Many people learn instinctively the importance of managing up -- that is, keeping your boss in the loop, in your corner, and under control.
More difficult and subtle is the art and science of managing peers, subordinates, different generations, geniuses, and jerks. To varying degrees, all have a significant influence on your career, so it's in the best interest to proactively manage these relationships.
Take Alpha males: those brutish, boring, basta -- uh brash -- power movers who seem to be at the center of business decision making. In Unmasking the Alpha Male on Harvard Business Online, Gill Corkindale tells not only how she worked with Alphas and lived to tell her tale, but also how she reduced them to tears. The key? Look at motivation. "Behind the Alpha's big, brash persona is an often insecure and driven individual who fears being unmasked."
Corkindale also put women under the same microscope in Alpha Females: Deadlier than the Male?
Here are additional pointers to recent resources on managing over, under, sideways, down:
- Upper management Influencing your boss and upper management is often a case of great salesmanship, says business author Marshall Goldsmith, in How to Influence Decision Makers.
- Former colleagues In Managing Your Peers: What Would You Do? Michael Watkins, Professor of General Management at IMD in Lausanne, Switzerland, offers a case study and discussion to look at the difficult transition from peer to boss.
- Superstars The smartest thing a manager can do is hire smart people. But trouble can develop with the <i>really</i> smart ones -- the superstars.
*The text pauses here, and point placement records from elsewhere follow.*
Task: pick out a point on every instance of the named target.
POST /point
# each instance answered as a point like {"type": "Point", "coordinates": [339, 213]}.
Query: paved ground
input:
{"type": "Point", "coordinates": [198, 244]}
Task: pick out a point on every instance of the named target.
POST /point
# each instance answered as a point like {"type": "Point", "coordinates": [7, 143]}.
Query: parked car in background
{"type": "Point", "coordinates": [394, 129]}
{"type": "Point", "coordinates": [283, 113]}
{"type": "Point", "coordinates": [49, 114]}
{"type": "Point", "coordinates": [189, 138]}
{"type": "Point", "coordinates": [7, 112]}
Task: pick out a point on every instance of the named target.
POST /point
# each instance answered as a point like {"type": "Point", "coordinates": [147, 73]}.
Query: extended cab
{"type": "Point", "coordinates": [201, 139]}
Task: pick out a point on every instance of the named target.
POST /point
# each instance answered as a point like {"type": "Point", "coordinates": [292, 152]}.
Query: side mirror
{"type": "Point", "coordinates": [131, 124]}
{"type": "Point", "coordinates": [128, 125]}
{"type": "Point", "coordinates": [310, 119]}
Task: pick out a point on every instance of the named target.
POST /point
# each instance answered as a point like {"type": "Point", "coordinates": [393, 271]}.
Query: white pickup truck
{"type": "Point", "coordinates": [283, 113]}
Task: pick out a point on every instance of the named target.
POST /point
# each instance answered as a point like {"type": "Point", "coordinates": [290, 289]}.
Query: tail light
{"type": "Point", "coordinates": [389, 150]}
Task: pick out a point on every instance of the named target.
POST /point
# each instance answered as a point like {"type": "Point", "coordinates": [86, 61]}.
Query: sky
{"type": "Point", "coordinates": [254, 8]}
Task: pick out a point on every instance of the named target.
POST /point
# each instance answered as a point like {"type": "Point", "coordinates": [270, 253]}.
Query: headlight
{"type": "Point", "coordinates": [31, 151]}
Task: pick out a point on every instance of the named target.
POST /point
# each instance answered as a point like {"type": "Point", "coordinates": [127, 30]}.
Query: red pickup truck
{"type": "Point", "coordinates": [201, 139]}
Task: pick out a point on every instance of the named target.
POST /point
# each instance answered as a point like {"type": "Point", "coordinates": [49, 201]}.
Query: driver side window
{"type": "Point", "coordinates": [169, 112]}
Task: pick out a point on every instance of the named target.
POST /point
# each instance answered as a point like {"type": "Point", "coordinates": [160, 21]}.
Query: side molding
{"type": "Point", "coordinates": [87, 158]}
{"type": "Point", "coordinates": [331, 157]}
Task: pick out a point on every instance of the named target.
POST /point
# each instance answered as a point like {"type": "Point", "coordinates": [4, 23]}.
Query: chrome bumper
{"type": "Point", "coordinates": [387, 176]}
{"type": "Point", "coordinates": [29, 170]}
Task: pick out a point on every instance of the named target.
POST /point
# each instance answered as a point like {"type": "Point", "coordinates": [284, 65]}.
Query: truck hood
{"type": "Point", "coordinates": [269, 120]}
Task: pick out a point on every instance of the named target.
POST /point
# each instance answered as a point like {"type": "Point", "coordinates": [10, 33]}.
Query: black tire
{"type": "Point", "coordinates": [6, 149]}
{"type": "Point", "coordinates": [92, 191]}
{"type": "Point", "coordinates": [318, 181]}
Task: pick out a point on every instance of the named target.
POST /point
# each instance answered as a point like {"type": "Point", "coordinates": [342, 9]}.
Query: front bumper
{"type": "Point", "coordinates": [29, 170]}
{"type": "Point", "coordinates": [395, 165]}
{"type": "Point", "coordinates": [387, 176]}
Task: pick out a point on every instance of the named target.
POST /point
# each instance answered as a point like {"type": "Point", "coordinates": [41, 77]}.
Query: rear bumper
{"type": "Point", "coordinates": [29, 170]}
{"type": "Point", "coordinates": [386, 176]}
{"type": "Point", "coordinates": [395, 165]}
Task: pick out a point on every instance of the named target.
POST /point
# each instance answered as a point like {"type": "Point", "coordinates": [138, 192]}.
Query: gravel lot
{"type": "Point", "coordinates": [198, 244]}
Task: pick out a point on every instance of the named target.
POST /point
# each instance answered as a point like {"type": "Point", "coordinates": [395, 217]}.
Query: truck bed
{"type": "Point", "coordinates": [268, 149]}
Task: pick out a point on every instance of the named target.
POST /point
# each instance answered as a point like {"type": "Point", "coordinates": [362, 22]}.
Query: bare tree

In surprising research on superstar performance, Harvard Business School researchers find that brilliant performers can quickly flame out after jumping to a new job. It turns out, professor Boris Groysberg says in an interview, that stars don't shine alone.
- Fools and Jerks This Harvard Business Review excerpt, a blast from the archives, asks the question, Fools versus jerks: whom would you hire?